Мысленно произнеся эти имена, Арман вспомнил о своем намерении проникнуть в тайны их обладательниц. Он долго колебался, так как в глубине души чувствовал, что испортит свое доброе и прекрасное настроение. В конце концов то, что сдерживало его любопытство, послужило толчком к его удовлетворению. «Долго я еще буду дрожать перед этой нечистой тварью? – возмутился барон. – Раз уж я решил познать самые мрачные закоулки человеческой жизни, то неужели отступлю перед зауряднейшей историей падения двух недостойных женщин?»
Луицци резко встал, как следует запер дверь и звякнул волшебным колокольчиком; лукавый предстал перед ним. Он был в парадном наряде щеголя, из тех, что всегда пахнут хорошими духами, снисходительно смотрят в монокль, говорят с ленивой зевотой, словно карпы, хватающие мошкару с поверхности воды. Казалось, он раздосадован; поглядев сквозь монокль на Луицци, он издал уже знакомый барону пренебрежительный смешок.
– Ну, – спросил Дьявол, – чего ты хочешь?
– Хочу знать все о жизни маркизы дю Валь и госпожи Дилуа.
– Хм, это весьма длинная история…
– Времени у нас предостаточно!
– И что это тебе даст?
– Познание женщин!
– Узнать тайну двух женщин – и все. Ха! Вы, мужчины, совсем потеряли рассудок. Вы воображаете, что жизнь состоит сплошь из любовных приключений. Добродетель женщины, милостивый государь, есть величина переменная. Женщина может споткнуться, а то и упасть по самой незначительной с виду причине, но вовсе не по своей вине!
– Мне кажется, что поведение маркизы дает мне основания полагать…
– Что она распутничает напропалую, не так ли?
– Ну да. Отдаться после часовой беседы мужчине…
– Которого она знала в течение многих лет. И он любил ее, как уверял… А если бы она отдалась первому встречному?

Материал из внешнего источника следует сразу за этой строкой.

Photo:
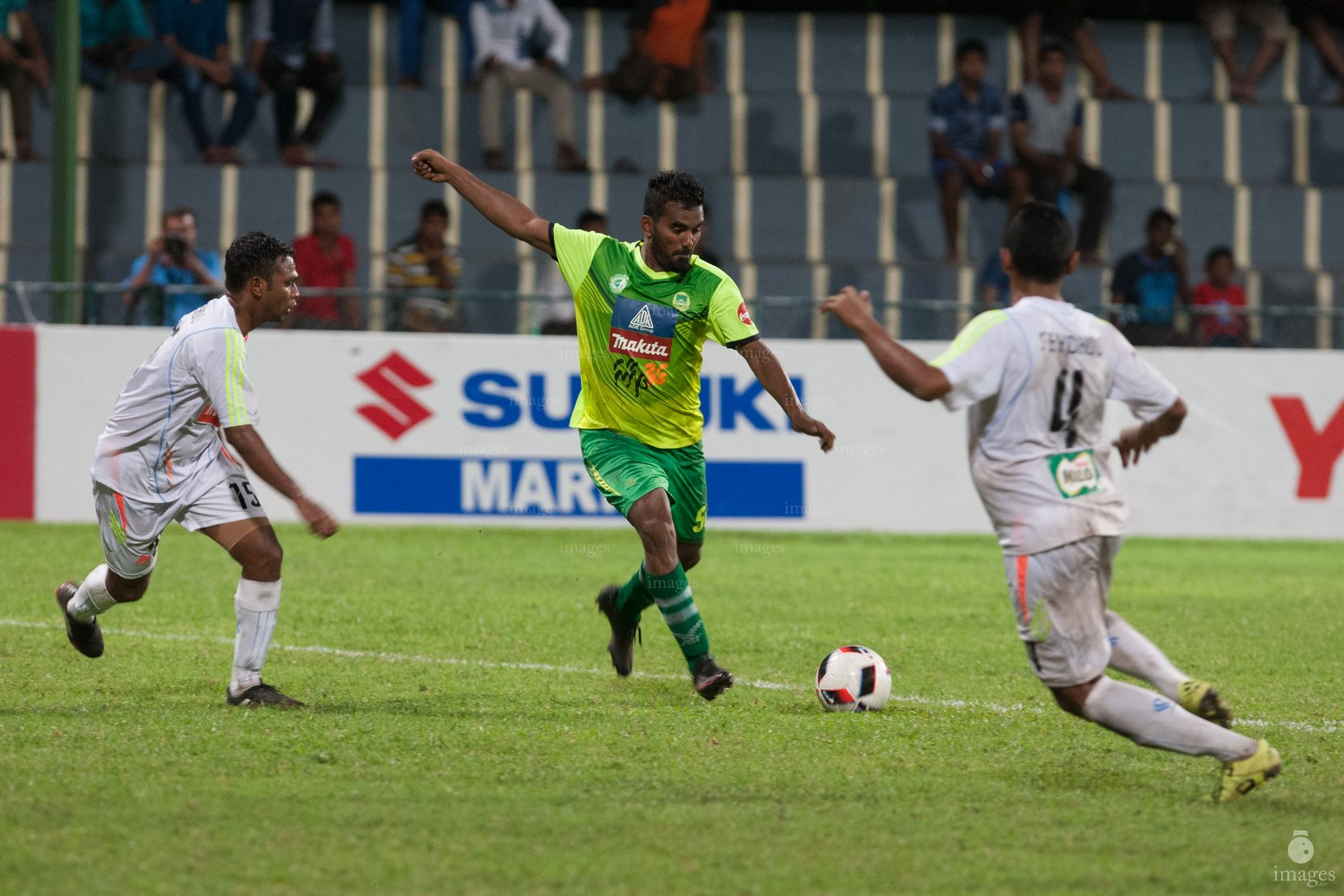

– Это подобает только публичной девке!
– Не всегда.
– Ну тогда – полоумной!
– Вовсе нет. Слушай внимательно; ты изумленно вдыхаешь царящую здесь атмосферу добродетели. Ну-ну! Я хочу рассказать тебе один небольшой анекдот, который докажет, что ваша манера судить о женщинах по меньшей мере глупа, даже если исходить из ваших, человеческих, понятий.
– Речь идет о госпоже Буре?
– Да.
– Вот, должно быть, абсолютно чистая женщина.
– Увидим.
– Что, она разок согрешила?
– Не знаю, не знаю; но думаю, госпожа Дилуа совершила большую ошибку, не уступив твоим домогательствам.
– Ты так считаешь, демон?
– Нет, она будет так считать.
– Хотел бы я знать, что ты имеешь в виду.
– Лучше я расскажу тебе о госпоже Буре.
– А при чем тут госпожа Дилуа?
– Это моя манера. Научиться судить одних людей легче всего, изучая других. Если ты станешь политиком, вспомни, как ты относился к любимому государю, тогда ты будешь справедливым к властелину, которого ненавидишь, et vice versa[1]. Если ты женишься, не забывай своего мнения о женах твоих друзей, тогда тебя не огорошит супружеская неверность. Если возьмешь и купишь любовницу, припомни, сколько ей платили до тебя, и не забывай, что ты содержишь ее и для других. Не будь глупцом и не считай себя исключением: все люди рождены, чтобы сначала лгать отцу, затем обрести рога и, наконец, разочароваться в собственных детях. Те, кто ускользает от общей участи, слишком редки, чтобы ты знал хотя бы одного.